What do you think we should do about our inconsistency on whether the covariance parameters should be counted in dof_residual? We do count them consistently in dof so the question is whether we think the relationship

dof_residual(m) = nobs(m) - dof(m)

should be preserved (I don't think so b/c dof counts 1 for the per-observation noise variance) or we should just use

dof_residual(m) = nobs(m) - m.feterm.rank

The more ambitious definition would be to evaluate sum(leverage(m)) as the trace of the hat matrix. Of course, then we would need to explain and contend with all the "but the right answer from SAS/lme4 is ..." comments.

palday commented 3 years ago

I think the question should be: what do we want for the default? Because we can also support additional methods dof_residual(::LinearMixedModel; variant::Symbol) where variant in (:leverage, :ferank, :nparam).

At one point you made a pretty compelling argument for sum(leverage(m)). If I'm not mistaken, that would also allow us to use t instead of z in our CoefTable (of course, we would then need a direct dependency on Distributions.jl to compute the p-values). (If I am mistaken, please do explain which things I'm mixing up!). But then we run into computational complexity issues on leverage.

But regardless of the path we go here, we should probably add a page to the docs on the degrees of freedom. You have some good old posts in various mailing lists and fora that could serve as the basis and once again driving home the point that a lot of "obvious" things in classical regression just break down in the mixed-effects context. This will also hopefully give a place to point to on why Satterthwaite and Kenward-Roger approximations may not help as much as people think.

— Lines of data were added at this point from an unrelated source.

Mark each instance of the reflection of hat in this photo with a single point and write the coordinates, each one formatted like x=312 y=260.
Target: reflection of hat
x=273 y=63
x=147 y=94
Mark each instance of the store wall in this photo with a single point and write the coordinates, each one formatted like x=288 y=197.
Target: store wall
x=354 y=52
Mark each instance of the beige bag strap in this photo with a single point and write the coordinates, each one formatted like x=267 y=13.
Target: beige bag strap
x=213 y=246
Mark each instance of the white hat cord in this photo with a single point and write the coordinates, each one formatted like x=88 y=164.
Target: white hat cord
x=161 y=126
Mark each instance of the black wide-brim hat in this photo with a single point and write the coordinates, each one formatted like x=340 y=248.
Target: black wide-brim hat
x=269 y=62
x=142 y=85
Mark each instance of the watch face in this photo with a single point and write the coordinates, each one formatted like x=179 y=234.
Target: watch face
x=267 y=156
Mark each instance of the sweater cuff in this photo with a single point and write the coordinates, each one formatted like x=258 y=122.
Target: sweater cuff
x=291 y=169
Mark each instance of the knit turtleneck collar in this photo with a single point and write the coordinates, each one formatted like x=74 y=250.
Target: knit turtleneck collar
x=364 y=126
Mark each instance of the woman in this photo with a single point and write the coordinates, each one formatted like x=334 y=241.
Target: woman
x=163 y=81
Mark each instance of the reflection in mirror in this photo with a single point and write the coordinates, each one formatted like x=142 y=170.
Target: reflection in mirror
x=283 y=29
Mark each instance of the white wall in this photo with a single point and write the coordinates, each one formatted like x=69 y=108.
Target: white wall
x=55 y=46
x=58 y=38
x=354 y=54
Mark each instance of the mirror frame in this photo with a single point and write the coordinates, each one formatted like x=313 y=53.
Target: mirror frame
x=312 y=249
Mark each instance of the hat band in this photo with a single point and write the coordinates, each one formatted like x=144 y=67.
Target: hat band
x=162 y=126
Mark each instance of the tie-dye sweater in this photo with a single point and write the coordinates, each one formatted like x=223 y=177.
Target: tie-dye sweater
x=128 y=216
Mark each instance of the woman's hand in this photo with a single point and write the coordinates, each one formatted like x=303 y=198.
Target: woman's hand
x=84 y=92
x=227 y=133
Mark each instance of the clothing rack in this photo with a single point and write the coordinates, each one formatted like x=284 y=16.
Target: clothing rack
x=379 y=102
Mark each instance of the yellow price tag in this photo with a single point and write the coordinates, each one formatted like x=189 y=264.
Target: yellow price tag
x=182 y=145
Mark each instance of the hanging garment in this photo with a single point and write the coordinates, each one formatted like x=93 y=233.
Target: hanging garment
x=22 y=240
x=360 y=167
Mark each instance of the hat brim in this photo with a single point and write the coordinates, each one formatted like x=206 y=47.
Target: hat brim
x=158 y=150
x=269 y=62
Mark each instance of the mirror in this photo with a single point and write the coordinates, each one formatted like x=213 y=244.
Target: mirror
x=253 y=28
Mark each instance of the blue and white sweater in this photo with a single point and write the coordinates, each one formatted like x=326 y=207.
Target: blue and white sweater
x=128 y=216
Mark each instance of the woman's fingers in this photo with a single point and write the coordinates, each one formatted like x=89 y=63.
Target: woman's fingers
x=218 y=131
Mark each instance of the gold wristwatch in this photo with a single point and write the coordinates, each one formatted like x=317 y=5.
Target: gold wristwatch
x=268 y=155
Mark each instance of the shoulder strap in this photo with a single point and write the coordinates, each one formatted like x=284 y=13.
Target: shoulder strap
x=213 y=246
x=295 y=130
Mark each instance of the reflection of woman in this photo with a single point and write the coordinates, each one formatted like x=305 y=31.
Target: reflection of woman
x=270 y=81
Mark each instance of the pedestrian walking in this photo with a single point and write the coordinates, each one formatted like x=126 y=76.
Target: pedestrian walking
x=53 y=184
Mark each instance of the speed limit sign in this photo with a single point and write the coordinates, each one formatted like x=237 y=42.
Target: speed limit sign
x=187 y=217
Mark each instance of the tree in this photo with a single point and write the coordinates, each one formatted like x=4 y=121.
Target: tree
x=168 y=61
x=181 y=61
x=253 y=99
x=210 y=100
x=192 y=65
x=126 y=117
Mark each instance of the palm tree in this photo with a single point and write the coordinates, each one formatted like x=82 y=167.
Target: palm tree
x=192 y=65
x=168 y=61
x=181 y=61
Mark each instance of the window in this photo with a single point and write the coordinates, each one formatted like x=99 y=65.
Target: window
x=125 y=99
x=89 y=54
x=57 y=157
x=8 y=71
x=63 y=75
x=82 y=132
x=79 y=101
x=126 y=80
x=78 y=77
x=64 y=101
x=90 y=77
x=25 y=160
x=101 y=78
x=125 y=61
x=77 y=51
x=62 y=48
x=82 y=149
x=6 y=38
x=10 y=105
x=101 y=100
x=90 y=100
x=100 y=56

palday commented 3 years ago

Looking at the remaining items, here are my thoughts:

dmbates commented 3 years ago

Several of these may require us to decide if we want to generalize the evaluation of the terms in a model or generalize the concept.

For example, the formula for Cook's Distance involves the standardized residuals and the leverage values. We need to make sure that those are evaluated in ways that are consistent. In other words, if we use the penalized residual sum of squares in standardizing the residuals (I'm not even sure that would make sense) then we need to decide what the effective degrees of freedom for residuals should be, etc. So I think more will be involved here than trying to generalize terms in a formula.

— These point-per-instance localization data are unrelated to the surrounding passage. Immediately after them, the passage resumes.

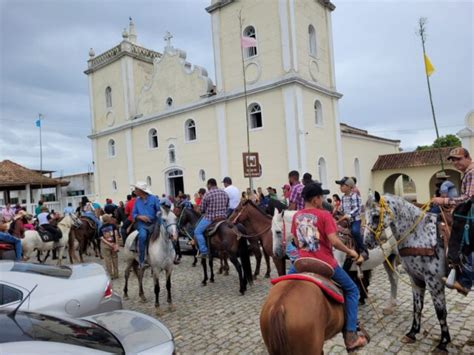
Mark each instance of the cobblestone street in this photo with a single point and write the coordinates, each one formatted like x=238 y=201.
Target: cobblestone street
x=217 y=319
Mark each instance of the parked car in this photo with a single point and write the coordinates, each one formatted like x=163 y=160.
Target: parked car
x=71 y=291
x=118 y=332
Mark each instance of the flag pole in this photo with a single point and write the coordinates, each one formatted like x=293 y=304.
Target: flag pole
x=245 y=96
x=422 y=33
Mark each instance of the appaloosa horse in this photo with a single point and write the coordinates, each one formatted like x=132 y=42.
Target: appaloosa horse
x=161 y=256
x=421 y=250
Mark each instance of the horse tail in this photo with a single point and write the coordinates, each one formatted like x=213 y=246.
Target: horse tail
x=245 y=259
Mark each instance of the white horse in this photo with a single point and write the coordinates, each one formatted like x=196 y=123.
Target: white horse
x=161 y=255
x=32 y=240
x=376 y=256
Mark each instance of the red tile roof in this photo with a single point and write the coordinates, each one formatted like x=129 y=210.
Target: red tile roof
x=411 y=159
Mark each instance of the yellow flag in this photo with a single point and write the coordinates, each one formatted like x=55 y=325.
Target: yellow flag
x=428 y=66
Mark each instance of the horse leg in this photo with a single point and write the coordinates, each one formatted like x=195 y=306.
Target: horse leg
x=418 y=290
x=393 y=278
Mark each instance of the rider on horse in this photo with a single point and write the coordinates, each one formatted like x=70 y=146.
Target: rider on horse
x=145 y=214
x=315 y=233
x=462 y=161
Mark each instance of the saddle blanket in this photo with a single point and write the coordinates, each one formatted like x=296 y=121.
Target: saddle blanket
x=326 y=285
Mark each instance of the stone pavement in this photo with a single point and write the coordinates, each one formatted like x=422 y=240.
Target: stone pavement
x=217 y=319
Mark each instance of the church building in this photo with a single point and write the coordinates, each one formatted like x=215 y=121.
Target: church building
x=160 y=119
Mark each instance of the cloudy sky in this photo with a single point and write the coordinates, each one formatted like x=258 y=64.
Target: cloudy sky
x=44 y=46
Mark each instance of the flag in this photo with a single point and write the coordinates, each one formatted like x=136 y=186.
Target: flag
x=248 y=42
x=428 y=66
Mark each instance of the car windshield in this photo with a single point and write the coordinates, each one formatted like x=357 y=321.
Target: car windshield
x=33 y=326
x=48 y=270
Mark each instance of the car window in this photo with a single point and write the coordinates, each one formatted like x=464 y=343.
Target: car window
x=9 y=294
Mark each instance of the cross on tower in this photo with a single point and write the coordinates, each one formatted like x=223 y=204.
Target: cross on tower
x=167 y=38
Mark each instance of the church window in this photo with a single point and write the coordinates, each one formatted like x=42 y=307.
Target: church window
x=172 y=153
x=190 y=133
x=255 y=116
x=251 y=51
x=108 y=97
x=322 y=171
x=318 y=113
x=153 y=138
x=111 y=148
x=312 y=41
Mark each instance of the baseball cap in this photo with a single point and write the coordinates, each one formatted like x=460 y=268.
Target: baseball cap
x=458 y=153
x=346 y=181
x=312 y=190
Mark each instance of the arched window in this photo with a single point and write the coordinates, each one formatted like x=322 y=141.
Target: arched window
x=318 y=113
x=172 y=153
x=322 y=172
x=250 y=51
x=111 y=148
x=312 y=41
x=108 y=97
x=357 y=169
x=153 y=138
x=190 y=127
x=255 y=116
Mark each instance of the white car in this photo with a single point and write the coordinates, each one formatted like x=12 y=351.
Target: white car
x=67 y=291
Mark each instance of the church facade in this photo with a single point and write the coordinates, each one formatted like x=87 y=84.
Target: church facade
x=158 y=118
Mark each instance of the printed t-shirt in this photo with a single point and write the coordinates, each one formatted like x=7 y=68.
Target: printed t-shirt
x=311 y=228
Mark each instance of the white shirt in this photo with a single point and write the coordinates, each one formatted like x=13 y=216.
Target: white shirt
x=234 y=196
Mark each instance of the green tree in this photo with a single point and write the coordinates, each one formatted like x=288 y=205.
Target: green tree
x=449 y=140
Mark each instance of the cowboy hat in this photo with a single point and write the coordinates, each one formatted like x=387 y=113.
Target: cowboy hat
x=141 y=185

For the cross model matrix there is a simple answer of p = m.feterm.rank; Symmetric(view(last(m.A), 1:p, 1:p)) if we ignore the blocking factors, which I think we probably should.

For confint I think we should use the Wald approximation and a docstring to promote shortestcovint. For the fixed-effects parameters this will likely be sufficient. For confidence intervals on the variance components or correlation parameters I think we need to insist on using a bootstrap sample or the yet-to-be-written profiling results.

For the information matrix I think we should pass. If attention is only on the fixed-effects parameters this is essentially like evaluating the cross model matrix. If you throw in variance components and correlation parameters then it is probably not a good idea to report it because it assumes that the log-likelihood is quadratic in the parameters of interest, which it isn't.